On May 12, 2011, Defense Secretary Gates, speaking at Camp Lejeune, North Carolina, expressed concern over Administration leaks identifying Navy SEALs as the Special Forces unit that killed Bin Laden. Gates indicated that he was dismayed that an agreement made in the Situation Room that officials would not talk about any operation details of the Bin Laden raid “lasted only fifteen hours.” In corroborating the veracity of Aaron Vaughn's call to his parents, Secretary Gates confirmed that Navy SEALs involved in the operation were concerned about the safety of their families.
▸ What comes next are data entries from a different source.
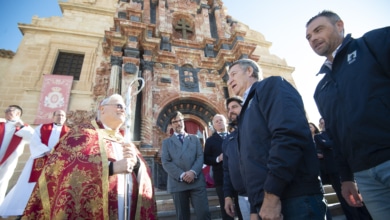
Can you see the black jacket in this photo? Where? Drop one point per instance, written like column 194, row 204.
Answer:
column 276, row 148
column 212, row 149
column 354, row 99
column 232, row 179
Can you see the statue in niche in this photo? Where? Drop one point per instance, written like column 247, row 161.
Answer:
column 183, row 26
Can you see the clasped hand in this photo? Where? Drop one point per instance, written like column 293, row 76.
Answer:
column 129, row 160
column 188, row 177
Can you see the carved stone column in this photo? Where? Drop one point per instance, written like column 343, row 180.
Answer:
column 147, row 106
column 116, row 71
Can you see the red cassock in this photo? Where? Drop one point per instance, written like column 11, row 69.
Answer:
column 75, row 183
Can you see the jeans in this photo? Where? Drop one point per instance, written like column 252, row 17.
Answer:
column 245, row 207
column 310, row 207
column 374, row 186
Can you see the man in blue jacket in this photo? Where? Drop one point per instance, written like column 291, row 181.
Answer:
column 354, row 99
column 278, row 158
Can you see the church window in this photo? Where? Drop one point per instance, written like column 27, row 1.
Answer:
column 69, row 64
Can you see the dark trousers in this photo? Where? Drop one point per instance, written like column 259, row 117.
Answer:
column 221, row 198
column 199, row 200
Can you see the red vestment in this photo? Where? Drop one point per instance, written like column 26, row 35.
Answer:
column 75, row 183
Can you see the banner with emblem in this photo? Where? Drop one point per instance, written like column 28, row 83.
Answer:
column 54, row 96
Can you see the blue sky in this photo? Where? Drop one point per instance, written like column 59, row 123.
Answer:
column 282, row 22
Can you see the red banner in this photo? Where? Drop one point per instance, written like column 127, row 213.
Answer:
column 54, row 96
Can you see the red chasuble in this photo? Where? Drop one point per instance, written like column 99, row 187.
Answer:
column 40, row 162
column 75, row 183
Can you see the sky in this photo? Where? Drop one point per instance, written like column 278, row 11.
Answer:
column 282, row 22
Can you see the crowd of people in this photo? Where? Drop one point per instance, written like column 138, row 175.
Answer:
column 268, row 162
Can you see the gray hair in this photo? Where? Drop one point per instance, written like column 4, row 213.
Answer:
column 330, row 15
column 245, row 63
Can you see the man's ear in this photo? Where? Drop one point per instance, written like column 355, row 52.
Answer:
column 340, row 27
column 250, row 70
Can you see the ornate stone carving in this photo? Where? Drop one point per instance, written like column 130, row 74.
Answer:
column 130, row 68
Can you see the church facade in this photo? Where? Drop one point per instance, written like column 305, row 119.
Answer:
column 180, row 48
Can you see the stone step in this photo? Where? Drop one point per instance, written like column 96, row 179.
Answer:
column 166, row 208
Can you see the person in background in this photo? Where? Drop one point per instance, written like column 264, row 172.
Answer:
column 42, row 142
column 213, row 157
column 277, row 153
column 14, row 135
column 182, row 159
column 330, row 174
column 320, row 155
column 233, row 185
column 353, row 98
column 88, row 171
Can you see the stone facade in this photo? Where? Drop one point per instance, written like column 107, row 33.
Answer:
column 181, row 48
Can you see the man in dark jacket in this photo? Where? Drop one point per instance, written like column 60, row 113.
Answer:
column 354, row 99
column 277, row 154
column 213, row 157
column 330, row 174
column 233, row 185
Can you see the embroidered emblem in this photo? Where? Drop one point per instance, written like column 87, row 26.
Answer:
column 351, row 57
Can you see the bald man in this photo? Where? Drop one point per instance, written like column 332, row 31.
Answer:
column 45, row 137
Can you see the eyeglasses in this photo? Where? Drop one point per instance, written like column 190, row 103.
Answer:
column 177, row 121
column 10, row 110
column 118, row 106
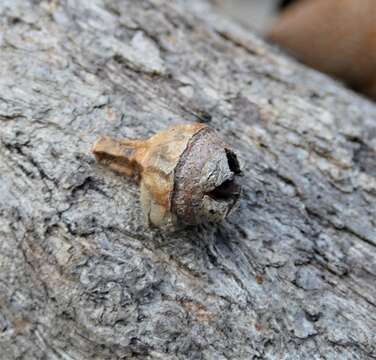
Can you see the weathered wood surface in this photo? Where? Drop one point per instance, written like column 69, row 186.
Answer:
column 292, row 275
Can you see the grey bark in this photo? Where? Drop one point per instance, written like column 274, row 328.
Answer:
column 291, row 275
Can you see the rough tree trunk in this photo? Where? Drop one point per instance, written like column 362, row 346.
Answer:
column 292, row 275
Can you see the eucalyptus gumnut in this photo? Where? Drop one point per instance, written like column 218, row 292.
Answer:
column 187, row 174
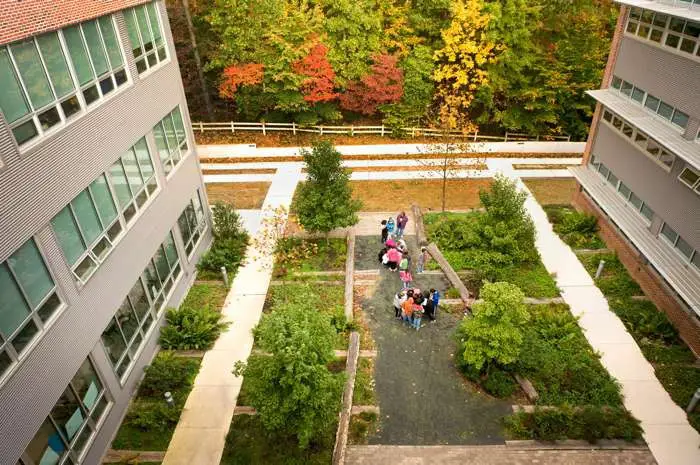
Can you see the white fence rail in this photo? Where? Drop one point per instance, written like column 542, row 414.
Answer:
column 382, row 130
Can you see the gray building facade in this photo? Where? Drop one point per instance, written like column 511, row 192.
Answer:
column 102, row 219
column 642, row 161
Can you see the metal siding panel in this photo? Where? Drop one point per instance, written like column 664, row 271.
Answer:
column 661, row 72
column 34, row 188
column 670, row 199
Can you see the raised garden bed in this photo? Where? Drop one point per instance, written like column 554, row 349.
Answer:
column 656, row 336
column 576, row 229
column 150, row 423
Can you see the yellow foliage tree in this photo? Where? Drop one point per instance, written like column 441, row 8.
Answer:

Gates was about to step down and be replaced by Leon Panetta. In a response to a question from a Marine Corps medical logistics officer at a meeting with Marines at Camp Lejeune on May 12, 2011, Gates expressed frustration that the agreement to maintain secrecy for the protection of the SEALs had fallen apart. When asked in this open meeting with the press present, the Marine, obviously concerned about the safety of the SEALs' families, asked: “What measures are being taken to protect the identities and the lives of the SEAL team members, as well as the lives of military forces deployed that might have to face extreme retaliation from terrorist organizations that want to have those identities known?”

Here's how Secretary Gates responded: “Frankly, a week ago Sunday, in the Situation Room, we all agreed that we would not release any operational details from the effort to take out Bin Laden. That all fell apart on Monday—the next day.” He went on to say that “there is an awareness that the threat of retaliation is increased because . . . of the action against Bin Laden.”